I turned slightly, just enough for my voice to darken.

"I didn't ask what you assumed."

Silence fell again. The kind that ripples through the marrow of lesser creatures. The kind that chokes.

I stared at the girl.

Charlotte.

No. That name was too soft. Too human.

She wasn't human anymore, not to me. She was a question. A disruption. An error in the algorithm of my world, and I hated errors.

I let my mind stretch forward — a light mental scan. Nothing invasive. Just enough to get a taste of her thoughts.

And I hit… silence.

Not a mental block. Not a trained mind.

Just… silence.

A void.

Like she lived in a soundproof chamber behind her own forehead.

I blinked once, annoyed. Then twice, fascinated.

She wasn't resisting me.

She simply wasn't reachable.

I stepped closer, slow and deliberate.

Still, she didn't flinch.

Didn't turn her head.

Didn't gasp or cry or call for mercy.

Her fingers just moved again — grazing the wall in a soft pattern, like she was mapping it.

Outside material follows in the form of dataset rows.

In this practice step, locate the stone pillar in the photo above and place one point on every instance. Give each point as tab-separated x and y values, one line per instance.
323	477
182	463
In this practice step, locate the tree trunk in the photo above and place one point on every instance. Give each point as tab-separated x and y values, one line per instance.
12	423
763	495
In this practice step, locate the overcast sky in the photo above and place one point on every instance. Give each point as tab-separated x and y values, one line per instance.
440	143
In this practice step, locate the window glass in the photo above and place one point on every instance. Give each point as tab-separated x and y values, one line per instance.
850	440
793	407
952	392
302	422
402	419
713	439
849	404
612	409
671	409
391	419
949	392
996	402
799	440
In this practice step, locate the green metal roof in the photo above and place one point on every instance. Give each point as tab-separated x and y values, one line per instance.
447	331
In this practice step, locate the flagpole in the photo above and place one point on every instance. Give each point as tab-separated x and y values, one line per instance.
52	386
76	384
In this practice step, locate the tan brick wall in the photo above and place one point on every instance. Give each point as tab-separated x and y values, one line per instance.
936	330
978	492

Like it was the only thing in her world that made sense.

"Bring her to my palace," I said, flat and final.

The handler hesitated.

"Sire… she isn't viable. If you'd like a different—"

"I want that one."

I didn't raise my voice. I didn't need to. The guards already moved.

One of them muttered under his breath, something about not wasting resources. I didn't bother correcting him. They'd understand soon enough.

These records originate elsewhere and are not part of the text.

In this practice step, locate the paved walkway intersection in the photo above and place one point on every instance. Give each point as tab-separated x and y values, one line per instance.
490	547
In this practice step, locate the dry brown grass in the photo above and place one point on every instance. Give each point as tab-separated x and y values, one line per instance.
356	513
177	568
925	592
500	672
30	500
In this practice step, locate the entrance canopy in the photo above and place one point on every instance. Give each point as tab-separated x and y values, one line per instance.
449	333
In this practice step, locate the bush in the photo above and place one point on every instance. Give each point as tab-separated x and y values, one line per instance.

They reached for her arms.

She didn't fight.

Didn't resist.

Just turned slightly, enough to let them guide her. The smallest crease formed between her brows, like she was confused, not frightened.

That made it worse.

She should've been afraid.

They all were.

That was how the system worked. That was how I worked.

Fear maintained order.

So why wasn't she afraid?

I turned and walked ahead, boots echoing down the corridor, leaving the rest behind to follow. My mind kept whispering her name — no, not her name. Just her.

I didn't want her.

I wanted to break her.

Just to feel the world shift back into place.